API / IaC diff summary

Layer File Change
Auth api/auth.py _validate_token now reads claims["tid"] and rejects if missing or != tenant_id (case-insensitive compare).
Services api/services/blast_job_state.py New _resolve_job_storage_account(job_id, supplied) helper using JobStateRepository.get_summary (cheap — no payload_json). Mirrors the fail-closed / dev-bypass-fallback pattern already used by _ensure_job_read_allowed.
Routes (re-export) api/routes/_blast_shared.py Re-exports _resolve_job_storage_account so route modules import from one place.
Routes api/routes/blast/results.py Calls _resolve_job_storage_account at the top of all 6 job-bound routes: /jobs/{job_id}/file, /results, /results/aggregate, /results/download, /results/export, /results/{file_id}.
Routes api/routes/blast/result_analytics.py Same wiring for /jobs/{job_id}/results/alignments and /results/taxonomy.
Tests api/tests/test_security_audit_4_8.py New 15-test file: tid matching / mismatch / missing, storage cross-check accepts matching + case-insensitive, rejects cross-account, falls back on unrecorded, fails closed on lookup error, degrades open in dev_bypass, returns immediately on empty supplied, plus a parametrised end-to-end TestClient case for each of the 5 job-bound results routes.

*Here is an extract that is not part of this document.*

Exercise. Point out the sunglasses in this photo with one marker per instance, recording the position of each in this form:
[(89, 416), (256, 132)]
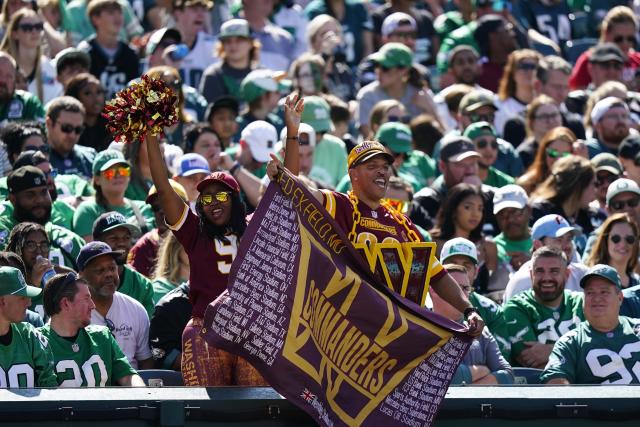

No IaC changes. No new dependencies. No deploy required.

Validation evidence

  • uv run ruff check api/auth.py api/services/blast_job_state.py api/routes/_blast_shared.py api/routes/blast/results.py api/routes/blast/result_analytics.py api/tests/test_security_audit_4_8.py → passed.
  • uv run pytest -q api/tests/test_security_audit_4_8.py15 passed.
  • uv run pytest -q api/tests943 passed (was 924 → +19 from the new file + a few touched parametrised cases).

Hardening pass (same day)

A self-critique surfaced two additional weaknesses; fixed in the same change:

  • MEDIUM — state is None (job genuinely absent) silently degraded open without any audit log. A user with a valid bearer could probe arbitrary job_id values against arbitrary storage_account query params and the only observable signal would be the Storage SDK 404. Fixed: the helper now emits an INFO log line whenever the fallback path runs (storage account cross-check: no JobState row for job_id=...). This does not change behaviour but turns the access pattern into a signal an operator can monitor for in the api sidecar logs.
  • HIGH — Wiring guard missing. The first draft of the tests exercised the helper directly. If a future refactor dropped the _resolve_job_storage_account(...) call from a route handler, the unit tests would still pass and the regression would only surface in production. Fixed: added a parametrised end-to-end TestClient test that hits each of the 5 job-bound results routes with a cross-account storage_account= query param and asserts the 403 + cross_account_mismatch code is returned BEFORE any Storage SDK call happens. Drops the assertion that the recorded value is never echoed in the response body.

Non-goals (deferred)

  • Locking databases.py routes to a per-caller account list. Those routes (GET /api/blast/databases, GET /api/blast/databases/versions) legitimately let the user choose any account where their data lives; the right gate there is the upcoming app-role authz (#1/#4 Phase 1), not a JobState lookup.
  • 404 for job_id that does not exist anywhere. Some routes intentionally degrade open on missing state (external-sync rows in flight); changing this would break the legacy job list. Tracked separately if the new INFO log shows the path is hot.

Audit progress

9/20 audit findings now closed (#3, #4, #5, #6, #7, #8, #9, #10, #11). Remaining: #1 (role authz, design doc only), #2 (per-ticket tmux, design doc only), #12, #13–#20.